I'm thinking of a recent JetBlue sale ("Today Only! 20% Off!) and a special offer from Southwest that priced all flights at a hundred bucks or less (of course, prices were good for one day only, but still).

The point is, airlines are acting less like transportation companies and more like retailers, and that's a good thing - for them.

For more travel news and insights view Rick's blog at farecompare.com

Back to Kohl's for a moment. As some local TV news reporters have discovered, the discount department store's prices are not static; they go up and down depending on when you buy.

The same is true for airfare. Say you buy an airline ticket on a weekend; you can pay a lot more than if you bought it on Tuesday, the cheapest day to shop. Another example of yo-yo pricing is flying during a peak travel period - say a Friday in high summer or the Wednesday before Thanksgiving - versus flying during a dead zone, like much of January.

So airlines are pricing both their core product and a new a la carte menu of optional fees (many of which used to be free or a perk of elite travelers only), much the same way a retailer would. This is something they couldn't do during the days before de-regulation and something they didn't dare do during the nightmare period beginning with 9/11 and continuing through the recession of just a few years ago. Now, things are a bit brighter and the airlines are taking advantage.

Do bag fees still stick in your craw? Too bad because they're here to stay. Look, I don't like fees either, but they are optional.

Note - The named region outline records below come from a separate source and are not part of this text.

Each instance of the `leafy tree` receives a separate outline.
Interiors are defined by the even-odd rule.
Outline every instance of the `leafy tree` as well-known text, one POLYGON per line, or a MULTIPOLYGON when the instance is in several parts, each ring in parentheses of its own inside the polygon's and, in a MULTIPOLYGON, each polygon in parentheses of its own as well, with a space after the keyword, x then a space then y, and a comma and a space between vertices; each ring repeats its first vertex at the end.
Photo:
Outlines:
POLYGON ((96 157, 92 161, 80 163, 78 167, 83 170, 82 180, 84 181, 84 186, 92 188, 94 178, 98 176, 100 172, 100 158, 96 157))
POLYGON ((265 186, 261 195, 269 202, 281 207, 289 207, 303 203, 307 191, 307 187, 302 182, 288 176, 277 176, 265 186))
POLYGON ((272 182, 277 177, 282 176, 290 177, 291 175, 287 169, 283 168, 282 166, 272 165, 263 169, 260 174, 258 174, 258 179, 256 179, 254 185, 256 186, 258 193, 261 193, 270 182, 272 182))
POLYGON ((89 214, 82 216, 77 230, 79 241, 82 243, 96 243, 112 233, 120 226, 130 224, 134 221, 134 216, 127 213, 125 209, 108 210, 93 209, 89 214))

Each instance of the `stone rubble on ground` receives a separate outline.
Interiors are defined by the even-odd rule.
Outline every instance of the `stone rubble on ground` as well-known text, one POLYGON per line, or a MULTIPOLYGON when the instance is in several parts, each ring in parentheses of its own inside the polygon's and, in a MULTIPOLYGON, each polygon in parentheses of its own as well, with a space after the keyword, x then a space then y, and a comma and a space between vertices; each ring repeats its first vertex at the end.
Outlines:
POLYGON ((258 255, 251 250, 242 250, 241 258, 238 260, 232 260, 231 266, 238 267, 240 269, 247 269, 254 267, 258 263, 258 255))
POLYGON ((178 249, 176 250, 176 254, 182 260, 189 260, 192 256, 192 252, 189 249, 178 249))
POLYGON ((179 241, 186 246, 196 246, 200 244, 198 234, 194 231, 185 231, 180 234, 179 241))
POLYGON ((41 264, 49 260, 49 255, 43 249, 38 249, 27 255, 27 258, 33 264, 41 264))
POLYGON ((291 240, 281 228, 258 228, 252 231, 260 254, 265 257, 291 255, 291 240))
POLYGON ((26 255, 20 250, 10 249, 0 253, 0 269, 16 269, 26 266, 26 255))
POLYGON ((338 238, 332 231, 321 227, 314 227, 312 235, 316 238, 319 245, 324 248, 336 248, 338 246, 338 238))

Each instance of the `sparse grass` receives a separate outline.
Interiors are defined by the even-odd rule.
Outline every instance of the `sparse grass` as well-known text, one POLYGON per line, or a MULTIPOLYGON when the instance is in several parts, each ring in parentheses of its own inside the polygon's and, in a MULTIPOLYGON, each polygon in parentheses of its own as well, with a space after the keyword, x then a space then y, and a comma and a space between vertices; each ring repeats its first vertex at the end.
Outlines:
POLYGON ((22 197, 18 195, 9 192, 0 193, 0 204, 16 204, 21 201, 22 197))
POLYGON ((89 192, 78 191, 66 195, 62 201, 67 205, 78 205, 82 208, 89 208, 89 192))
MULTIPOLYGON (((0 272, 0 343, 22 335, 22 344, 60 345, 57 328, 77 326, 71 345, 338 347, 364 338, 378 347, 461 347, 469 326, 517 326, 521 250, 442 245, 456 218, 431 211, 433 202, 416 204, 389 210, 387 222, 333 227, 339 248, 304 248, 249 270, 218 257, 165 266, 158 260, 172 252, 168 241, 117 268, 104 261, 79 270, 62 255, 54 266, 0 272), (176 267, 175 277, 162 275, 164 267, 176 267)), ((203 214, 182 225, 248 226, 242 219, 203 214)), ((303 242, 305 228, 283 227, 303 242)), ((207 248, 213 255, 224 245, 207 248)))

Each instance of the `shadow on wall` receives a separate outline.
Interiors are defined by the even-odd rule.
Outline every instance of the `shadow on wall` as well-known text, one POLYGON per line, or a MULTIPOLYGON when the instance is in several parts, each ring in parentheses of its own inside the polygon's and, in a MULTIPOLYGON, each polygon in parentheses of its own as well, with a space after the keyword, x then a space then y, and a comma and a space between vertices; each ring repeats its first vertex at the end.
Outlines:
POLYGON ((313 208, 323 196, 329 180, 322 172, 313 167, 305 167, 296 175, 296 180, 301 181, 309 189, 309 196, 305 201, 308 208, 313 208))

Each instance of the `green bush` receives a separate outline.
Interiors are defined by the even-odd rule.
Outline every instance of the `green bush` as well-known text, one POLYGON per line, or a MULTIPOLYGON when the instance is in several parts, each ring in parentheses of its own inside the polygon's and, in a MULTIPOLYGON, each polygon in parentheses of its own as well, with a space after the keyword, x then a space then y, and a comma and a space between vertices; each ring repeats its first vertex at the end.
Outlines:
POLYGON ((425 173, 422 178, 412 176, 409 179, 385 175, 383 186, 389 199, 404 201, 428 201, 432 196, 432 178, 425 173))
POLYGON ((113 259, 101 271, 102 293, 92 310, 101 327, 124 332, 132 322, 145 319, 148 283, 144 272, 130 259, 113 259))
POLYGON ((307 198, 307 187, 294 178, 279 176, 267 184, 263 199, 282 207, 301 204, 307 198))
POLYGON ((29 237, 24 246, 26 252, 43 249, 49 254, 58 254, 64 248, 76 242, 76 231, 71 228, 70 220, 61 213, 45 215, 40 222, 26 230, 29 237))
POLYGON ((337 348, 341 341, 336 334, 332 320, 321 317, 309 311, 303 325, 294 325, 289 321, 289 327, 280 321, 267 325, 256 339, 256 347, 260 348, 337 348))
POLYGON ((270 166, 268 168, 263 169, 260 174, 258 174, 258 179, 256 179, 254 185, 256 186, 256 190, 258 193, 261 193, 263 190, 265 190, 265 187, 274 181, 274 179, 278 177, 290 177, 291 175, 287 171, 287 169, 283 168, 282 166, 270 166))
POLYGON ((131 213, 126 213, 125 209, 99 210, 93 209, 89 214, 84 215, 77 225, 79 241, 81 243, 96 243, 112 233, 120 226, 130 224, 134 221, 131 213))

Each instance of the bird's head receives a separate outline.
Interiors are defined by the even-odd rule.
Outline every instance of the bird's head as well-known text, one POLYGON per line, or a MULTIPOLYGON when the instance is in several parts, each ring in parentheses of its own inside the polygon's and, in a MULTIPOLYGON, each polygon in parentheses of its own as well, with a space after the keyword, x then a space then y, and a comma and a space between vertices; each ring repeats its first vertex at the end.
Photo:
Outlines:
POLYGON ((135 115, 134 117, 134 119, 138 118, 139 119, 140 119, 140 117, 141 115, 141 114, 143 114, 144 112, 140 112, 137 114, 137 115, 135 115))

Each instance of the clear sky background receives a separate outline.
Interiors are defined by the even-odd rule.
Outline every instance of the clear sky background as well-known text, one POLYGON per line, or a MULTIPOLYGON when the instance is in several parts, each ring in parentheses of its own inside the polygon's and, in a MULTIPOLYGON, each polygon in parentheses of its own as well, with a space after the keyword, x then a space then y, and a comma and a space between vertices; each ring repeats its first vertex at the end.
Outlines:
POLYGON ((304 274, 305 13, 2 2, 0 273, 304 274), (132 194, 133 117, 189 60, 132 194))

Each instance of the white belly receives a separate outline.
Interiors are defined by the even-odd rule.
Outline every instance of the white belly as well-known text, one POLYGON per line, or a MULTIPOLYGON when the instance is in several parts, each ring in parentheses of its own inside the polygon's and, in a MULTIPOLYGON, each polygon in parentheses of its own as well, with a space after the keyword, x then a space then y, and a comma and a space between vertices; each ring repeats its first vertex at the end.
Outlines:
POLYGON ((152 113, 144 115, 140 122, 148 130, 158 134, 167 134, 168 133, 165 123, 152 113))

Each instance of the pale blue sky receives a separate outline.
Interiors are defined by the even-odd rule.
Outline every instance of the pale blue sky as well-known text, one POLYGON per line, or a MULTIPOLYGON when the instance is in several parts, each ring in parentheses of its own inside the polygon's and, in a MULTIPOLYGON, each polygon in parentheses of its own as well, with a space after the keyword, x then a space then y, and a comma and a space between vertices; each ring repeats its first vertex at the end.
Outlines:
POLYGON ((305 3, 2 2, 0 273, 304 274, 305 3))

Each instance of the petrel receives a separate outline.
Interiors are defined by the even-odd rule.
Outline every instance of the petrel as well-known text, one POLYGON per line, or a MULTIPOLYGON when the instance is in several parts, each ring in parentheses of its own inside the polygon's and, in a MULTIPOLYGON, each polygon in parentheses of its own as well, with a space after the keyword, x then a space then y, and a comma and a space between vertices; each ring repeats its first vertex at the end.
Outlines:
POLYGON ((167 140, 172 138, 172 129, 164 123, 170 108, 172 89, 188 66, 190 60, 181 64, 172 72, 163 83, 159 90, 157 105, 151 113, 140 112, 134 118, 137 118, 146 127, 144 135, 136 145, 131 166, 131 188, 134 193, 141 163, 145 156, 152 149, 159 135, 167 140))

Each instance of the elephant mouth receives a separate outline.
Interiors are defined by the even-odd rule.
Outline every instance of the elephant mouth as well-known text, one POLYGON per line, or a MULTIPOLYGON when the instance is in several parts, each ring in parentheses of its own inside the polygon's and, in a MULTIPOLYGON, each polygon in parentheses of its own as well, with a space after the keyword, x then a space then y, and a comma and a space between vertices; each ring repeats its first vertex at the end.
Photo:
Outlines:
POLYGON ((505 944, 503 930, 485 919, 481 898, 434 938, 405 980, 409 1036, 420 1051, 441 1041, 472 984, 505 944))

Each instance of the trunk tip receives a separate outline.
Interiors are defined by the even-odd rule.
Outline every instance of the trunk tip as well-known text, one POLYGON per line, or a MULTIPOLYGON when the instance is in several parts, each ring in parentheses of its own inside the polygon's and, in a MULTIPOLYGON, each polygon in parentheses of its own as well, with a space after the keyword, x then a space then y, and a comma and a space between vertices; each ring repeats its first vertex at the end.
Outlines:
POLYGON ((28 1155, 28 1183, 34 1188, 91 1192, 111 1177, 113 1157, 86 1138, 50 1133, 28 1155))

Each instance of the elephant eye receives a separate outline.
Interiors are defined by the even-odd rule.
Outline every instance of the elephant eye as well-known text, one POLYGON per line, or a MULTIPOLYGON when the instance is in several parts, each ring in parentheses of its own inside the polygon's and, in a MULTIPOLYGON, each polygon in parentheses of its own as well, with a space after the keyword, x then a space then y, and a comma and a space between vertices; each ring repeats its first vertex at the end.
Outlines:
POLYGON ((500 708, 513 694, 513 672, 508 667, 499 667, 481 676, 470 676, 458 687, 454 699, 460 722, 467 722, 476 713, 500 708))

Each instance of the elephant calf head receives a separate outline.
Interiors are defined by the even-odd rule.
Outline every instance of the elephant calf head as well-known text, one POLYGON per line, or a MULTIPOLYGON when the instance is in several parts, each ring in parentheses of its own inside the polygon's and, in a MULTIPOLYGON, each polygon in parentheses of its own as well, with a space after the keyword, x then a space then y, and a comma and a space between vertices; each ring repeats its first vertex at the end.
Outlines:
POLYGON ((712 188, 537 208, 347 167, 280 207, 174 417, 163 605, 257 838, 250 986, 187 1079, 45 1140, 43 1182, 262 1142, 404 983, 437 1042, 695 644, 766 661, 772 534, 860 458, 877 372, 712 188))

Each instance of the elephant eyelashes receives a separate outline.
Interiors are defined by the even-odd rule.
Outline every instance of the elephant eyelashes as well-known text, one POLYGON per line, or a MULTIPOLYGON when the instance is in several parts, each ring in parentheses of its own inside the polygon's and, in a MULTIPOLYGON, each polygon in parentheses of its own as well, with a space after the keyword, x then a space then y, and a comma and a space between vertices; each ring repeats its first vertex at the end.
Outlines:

Here's some perspective: American Airlines will carry your 50-pound checked bag for $25 one-way and it'll arrive with you (most of the time). Federal Express, on the other hand, will ship a 50-pound box for about $62, but you'll have to wait a few days. If you absolutely, positively have to have it overnight, FedEx will charge in the neighborhood of $300 and more.

I can hear it now: "At least I wouldn't have to hang around the baggage carousel with FedEx." But you don't have to do that with some of the airlines anymore, either, and United's new home delivery service charges only $29.95, which, on top of the regular checked-bag fee, still comes out cheaper than the FedEx ground rate. Cheaper and quicker.

But perhaps no airline fee makes people crazier than the "change fee" because it's expensive and because you're paying to change your mind. Again, get used to it. Ever hear of a restocking fee? The Consumerist website is filled with tales of woe from those who haven't but the bottom line is, the privilege of changing your mind can cost you whether you shop American Airlines or Amazon.

More and more high-end hotels are doing this, too: Cancel at the last minute (and even cancel weeks ahead of time at some high-end hotels) and you may be penalized to the tune of one night's stay. I recently perused the cancellation policy for a well-known San Francisco luxury palace where the penalty was more than $600 - that was the cost of a night in one of their cheaper rooms.